District of Columbia Emancipation Act:
On April 6, the Senate passed (29-14) a bill abolishing slavery in the nation’s capital of Washington, D.C.  The House approved the measure (93-39) on April 11, and President Lincoln signed it into law on April 16.  It emancipated over 3000 slaves, compensated owners, and set aside funds for voluntary colonization abroad.  It was the only time the federal government compensated former slaveowners for the loss of their slaves.



May 1862

Hunter’s Emancipation Order:
On May 9, Union General David Hunter issued an order freeing all the slaves in Florida, Georgia, and South Carolina.  On May 19, President Lincoln nullified Hunter’s order, reserving the “war power” of emancipation for himself as commander-in-chief.  Lincoln also encouraged slave states to accept the congressional offer of compensation in return for enacting state laws for gradual emancipation.



June 1862

Territorial Emancipation Act:
On June 19, Congress banned slavery in the federal territories (current or future), without compensation to former slaveowners.

July 1862

Second Confiscation Act:
Passed by Congress on July 17, the law included a section freeing all slaves coming under Union military jurisdiction who were owned by rebel masters.  The act also authorized the president to use “persons of African descent” in any capacity in the war effort. 

Militia Act:
Also passed by Congress on July 17, the law specifically authorized the president to recruit and use “persons of African descent” as laborers, soldiers, or sailors in the Union military. 
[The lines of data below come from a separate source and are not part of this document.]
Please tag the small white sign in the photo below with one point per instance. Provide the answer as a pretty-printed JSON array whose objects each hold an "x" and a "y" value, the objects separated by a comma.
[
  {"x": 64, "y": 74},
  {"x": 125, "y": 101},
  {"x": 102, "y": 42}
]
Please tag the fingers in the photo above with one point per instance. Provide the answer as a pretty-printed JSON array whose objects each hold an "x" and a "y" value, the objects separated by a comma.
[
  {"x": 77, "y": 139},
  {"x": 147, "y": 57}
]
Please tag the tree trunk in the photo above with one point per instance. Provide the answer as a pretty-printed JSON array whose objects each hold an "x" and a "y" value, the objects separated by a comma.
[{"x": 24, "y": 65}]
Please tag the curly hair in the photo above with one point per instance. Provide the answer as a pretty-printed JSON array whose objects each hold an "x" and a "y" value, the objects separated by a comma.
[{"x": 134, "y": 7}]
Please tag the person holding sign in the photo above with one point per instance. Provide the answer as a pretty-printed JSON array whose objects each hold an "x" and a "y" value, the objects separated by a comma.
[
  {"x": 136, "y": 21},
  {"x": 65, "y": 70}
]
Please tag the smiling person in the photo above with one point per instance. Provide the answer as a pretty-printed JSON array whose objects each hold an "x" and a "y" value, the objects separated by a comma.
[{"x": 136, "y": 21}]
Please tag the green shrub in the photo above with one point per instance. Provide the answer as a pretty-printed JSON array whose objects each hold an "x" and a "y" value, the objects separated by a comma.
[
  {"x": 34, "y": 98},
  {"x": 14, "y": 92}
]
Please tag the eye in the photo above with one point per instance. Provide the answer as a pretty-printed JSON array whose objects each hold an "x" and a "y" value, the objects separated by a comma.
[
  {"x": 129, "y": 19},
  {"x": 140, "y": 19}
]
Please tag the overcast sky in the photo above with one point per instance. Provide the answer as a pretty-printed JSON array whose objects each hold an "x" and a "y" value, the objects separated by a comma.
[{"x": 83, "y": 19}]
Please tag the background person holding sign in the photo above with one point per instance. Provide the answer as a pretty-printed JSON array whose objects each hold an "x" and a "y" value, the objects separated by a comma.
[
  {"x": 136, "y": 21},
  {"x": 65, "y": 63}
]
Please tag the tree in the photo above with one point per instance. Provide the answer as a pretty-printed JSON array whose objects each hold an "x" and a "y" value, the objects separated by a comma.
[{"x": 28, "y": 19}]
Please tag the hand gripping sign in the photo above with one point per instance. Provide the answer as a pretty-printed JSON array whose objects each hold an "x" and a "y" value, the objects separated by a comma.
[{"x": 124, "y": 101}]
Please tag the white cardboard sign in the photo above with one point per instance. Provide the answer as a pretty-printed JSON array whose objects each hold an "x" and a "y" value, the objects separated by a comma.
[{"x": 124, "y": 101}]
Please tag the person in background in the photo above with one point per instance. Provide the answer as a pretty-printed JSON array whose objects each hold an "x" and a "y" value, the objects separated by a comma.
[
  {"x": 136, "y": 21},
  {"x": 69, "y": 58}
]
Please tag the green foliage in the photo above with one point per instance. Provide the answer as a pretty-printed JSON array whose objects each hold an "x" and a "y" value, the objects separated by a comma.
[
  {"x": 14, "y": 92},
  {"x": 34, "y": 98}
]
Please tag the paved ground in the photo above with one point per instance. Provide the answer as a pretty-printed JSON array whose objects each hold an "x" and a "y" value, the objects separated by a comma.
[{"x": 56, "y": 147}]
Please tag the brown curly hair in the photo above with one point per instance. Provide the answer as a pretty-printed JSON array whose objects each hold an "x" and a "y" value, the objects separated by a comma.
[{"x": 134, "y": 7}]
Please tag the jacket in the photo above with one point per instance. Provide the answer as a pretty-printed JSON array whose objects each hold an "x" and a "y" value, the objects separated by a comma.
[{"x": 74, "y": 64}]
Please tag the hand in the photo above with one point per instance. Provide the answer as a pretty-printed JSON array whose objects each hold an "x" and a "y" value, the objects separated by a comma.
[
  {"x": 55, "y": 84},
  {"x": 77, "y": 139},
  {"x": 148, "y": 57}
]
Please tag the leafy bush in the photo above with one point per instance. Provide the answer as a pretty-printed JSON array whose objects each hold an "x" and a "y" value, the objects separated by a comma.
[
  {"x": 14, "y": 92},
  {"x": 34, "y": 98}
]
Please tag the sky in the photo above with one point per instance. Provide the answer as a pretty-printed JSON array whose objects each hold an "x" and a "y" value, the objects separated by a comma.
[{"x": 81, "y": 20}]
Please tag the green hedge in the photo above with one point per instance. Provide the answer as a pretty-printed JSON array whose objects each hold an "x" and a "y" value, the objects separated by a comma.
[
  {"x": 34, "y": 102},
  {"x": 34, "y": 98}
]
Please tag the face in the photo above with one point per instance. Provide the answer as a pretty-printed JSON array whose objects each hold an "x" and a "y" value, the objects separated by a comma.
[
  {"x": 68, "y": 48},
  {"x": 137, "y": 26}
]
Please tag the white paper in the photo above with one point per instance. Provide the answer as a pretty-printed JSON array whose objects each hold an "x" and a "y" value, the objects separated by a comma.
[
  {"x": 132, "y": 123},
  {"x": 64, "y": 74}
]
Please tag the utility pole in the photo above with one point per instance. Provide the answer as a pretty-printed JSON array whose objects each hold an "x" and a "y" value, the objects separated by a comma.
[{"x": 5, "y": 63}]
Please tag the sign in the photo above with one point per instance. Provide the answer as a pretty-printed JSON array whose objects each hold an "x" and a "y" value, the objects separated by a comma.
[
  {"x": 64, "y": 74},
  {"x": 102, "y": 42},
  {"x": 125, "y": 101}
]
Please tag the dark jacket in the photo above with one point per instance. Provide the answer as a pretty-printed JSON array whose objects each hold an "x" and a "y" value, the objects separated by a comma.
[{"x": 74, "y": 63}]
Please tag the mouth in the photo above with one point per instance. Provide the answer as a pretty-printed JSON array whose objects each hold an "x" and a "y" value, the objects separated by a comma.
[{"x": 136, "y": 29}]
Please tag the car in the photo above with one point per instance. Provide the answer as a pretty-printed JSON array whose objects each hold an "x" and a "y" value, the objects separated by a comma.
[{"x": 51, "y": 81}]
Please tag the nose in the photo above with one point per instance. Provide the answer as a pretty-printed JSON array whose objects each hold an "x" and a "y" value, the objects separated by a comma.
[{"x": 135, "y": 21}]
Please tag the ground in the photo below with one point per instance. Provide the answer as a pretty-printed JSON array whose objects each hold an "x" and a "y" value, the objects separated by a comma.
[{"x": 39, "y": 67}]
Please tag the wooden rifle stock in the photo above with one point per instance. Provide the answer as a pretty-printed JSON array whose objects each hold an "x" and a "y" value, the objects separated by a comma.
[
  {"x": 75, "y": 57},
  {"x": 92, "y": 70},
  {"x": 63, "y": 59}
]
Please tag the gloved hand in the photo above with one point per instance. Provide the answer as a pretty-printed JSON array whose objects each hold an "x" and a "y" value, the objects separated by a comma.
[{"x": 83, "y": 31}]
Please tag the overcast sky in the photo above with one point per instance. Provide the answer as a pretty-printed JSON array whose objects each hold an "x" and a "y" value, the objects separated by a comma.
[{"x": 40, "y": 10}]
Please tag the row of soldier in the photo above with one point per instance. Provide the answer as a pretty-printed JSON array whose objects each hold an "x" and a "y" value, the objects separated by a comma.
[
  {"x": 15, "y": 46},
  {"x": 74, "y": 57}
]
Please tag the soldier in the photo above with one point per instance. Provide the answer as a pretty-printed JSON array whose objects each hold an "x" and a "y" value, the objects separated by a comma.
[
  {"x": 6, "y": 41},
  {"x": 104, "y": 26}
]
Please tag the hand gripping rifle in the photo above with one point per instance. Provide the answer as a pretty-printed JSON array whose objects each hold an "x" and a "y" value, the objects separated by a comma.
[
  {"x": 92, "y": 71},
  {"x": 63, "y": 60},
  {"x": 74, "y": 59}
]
Cabinet Discussion on Emancipation:
On July 22, President Lincoln informed his cabinet that he planned to issue an emancipation proclamation.  Since the Union was suffering through a series of military defeats, Secretary of State William Henry Seward convinced Lincoln to wait until after a major Union victory to announce the policy publicly.  In that way, it would be based on military strength rather than political desperation in a time of military weakness.  Lincoln agreed, and announced the Preliminary Emancipation Proclamation after the Union victory at Antietam in mid-September.

August 1862 The Prayer of Twenty Millions:
On August 19, New York Tribune editor Horace Greeley published a public letter to Lincoln, complaining about the president’s alleged failure to enforce emancipation under the Second Confiscation Act.  On August 22, Lincoln responded to Greeley in a public letter.  The president stated that his goal was to preserve the Union, not to save or abolish slavery.  He would choose to free all, some, or none of the slaves, if the selected method would help save the Union.
September 1862


Preliminary Emancipation Proclamation:
On September 22, following the Union victory at Antietam on September 17, President Lincoln issued the Preliminary Emancipation Proclamation.  It warned that if the Confederacy did not surrender by January 1, 1863, he would free all the slaves in Confederate-held territory.  The document included a promise to seek federal funds for states enacting compensated emancipation plans (whether gradual or immediate) and for the voluntary colonization abroad of all black Americans.  It also indirectly authorized the use of black troops in the Union military.

December 1862 Annual Presidential Message to Congress:
On December 1, President Lincoln proposed three constitutional amendments:  one for federal compensation to states voluntarily abolishing slavery by 1900; another for federal compensation to slave-owners; and a third authorizing Congress to allocate money for the colonization of American blacks to foreign nations.  None of the proposed amendments were introduced into Congress.